Afterward, as Karen unhooked the microphone from the podium, and folded the metal chairs, the Dean of Students had thanked her for putting it together so quickly. Surprised, Karen stopped her work and nodded a response, feeling her taut cheek muscles as her neck moved up and down.

“It’s important that we show a sense of community,” he said.

Now, at her desk, Karen rests her forehead on the heels of her upturned hands and feels tears soak her eyelids. It’s a lifetime since she’s had a good night’s sleep. Pressing her face into her hands this way, she is able to hold in that thing that knocks against her from the inside, trying to get out.

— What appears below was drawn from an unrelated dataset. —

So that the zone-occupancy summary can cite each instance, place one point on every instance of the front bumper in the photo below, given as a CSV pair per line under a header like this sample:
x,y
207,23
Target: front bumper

When she has collected herself, she express-messages the Dean’s Office, and tells his secretary’s machine that she needs to get in his schedule as soon as possible Monday morning. She cocks her head to hold the receiver on her shoulder as she loads the paper tray of her printer. In four quick lines, as 65 wpm, she types her resignation. She spends the next hour completing her files for the new year, alternating the clear window file tabs like little steps, from the front of the drawer to the back.

At seven o’clock, Karen locks her desk and walks to the end of the hall, toward the one door that leads outside. Walking west on Huntington Avenue, she squints at the low-hanging sun, and wonders how it will feel on her face in the morning.